Pese a que el contacto epistolar se mantuvo con cierta regularidad, debieron pasar 55 años para que dos de los protagonistas de esta historia tan pletórica de heroísmo como de solidaridad volvieran a estrecharse las manos.
Y Gabriel fue testigo directo del indescriptible momento.
Recuerdos de familia
Uno de los más tremendos legados del Holocausto estuvo dado por la destrucción de la identidad de centenares de miles de familias.
Junto con millones de vidas, en las cámaras de gas también se borraron rastros de orígenes, parentescos, ascendencias y descendencias. Desperdigados por todo el mundo, hay judíos a quienes les está vedado saber exactamente de dónde vienen.

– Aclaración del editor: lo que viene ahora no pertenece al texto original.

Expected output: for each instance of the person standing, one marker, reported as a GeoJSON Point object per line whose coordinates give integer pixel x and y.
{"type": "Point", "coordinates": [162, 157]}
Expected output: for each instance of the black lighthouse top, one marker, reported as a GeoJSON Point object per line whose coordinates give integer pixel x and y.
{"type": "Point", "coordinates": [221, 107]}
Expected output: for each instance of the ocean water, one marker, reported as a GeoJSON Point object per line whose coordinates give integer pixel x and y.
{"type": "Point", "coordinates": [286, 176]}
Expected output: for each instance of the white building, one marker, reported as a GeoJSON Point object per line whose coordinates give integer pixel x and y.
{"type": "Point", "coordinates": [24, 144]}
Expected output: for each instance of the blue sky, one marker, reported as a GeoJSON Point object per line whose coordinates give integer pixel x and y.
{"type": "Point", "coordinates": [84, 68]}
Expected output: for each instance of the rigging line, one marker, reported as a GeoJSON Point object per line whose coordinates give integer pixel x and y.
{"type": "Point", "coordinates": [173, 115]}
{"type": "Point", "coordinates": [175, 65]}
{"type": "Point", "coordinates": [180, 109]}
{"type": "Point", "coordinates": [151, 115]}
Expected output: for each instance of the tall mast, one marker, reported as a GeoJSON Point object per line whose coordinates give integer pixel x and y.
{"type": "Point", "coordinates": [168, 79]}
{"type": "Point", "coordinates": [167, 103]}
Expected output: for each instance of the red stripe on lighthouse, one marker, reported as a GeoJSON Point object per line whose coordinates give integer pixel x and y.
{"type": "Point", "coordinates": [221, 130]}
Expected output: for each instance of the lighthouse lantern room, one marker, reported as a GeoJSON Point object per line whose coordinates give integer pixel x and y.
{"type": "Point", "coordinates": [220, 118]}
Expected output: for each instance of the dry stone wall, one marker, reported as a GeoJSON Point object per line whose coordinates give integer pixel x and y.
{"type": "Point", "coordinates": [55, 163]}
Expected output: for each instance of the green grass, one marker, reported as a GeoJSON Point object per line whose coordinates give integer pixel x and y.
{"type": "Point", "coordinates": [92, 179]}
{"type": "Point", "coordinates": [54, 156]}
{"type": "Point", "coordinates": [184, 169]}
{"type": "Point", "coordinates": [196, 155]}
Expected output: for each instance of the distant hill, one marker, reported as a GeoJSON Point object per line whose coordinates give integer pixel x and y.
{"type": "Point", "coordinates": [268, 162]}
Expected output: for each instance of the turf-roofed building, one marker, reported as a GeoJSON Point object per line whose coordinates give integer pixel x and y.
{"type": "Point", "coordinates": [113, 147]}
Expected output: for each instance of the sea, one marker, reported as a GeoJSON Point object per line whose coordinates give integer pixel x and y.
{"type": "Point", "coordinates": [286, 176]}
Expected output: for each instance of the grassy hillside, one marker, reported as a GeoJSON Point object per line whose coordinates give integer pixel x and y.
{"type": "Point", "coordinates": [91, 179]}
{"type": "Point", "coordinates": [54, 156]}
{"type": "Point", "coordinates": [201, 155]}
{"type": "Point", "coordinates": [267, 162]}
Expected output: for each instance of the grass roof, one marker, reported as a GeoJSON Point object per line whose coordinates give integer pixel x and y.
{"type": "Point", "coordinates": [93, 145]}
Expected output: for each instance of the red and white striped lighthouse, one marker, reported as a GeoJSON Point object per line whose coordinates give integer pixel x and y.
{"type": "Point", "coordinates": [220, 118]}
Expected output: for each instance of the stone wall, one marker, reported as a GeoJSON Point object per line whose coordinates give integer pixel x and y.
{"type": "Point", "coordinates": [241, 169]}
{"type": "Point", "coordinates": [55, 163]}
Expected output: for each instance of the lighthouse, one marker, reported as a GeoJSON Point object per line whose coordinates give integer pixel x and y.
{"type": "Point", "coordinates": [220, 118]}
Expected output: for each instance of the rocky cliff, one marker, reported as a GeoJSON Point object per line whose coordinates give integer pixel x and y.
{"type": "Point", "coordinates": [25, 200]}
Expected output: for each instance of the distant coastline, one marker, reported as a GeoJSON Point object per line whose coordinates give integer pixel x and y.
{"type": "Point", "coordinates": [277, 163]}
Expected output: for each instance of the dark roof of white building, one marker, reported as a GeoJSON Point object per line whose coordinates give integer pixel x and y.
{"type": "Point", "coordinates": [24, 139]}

Tienen claro que esas respuestas que buscan se incineraron en los hornos de Auschwitz, se enterraron en las fosas comunes de Treblinka o se volaron en los paredones de fusilamiento de Dachau. Más aún, como Samuel Anmuth, el abuelo de Gabriel, muchos ancianos prefirieron morir sin siquiera hablar alguna vez de aquella avalancha de muerte que barrió con sus hermanos.
“Mi abuelo falleció en 1975 y mi abuela en 1984. Cuando ellos no estuvieron más, en su casa encontramos una serie de cartas y fotos guardadas en una caja de zapatos. Gracias a esos papeles, reconstruimos gran parte de esta historia", explica Gabriel.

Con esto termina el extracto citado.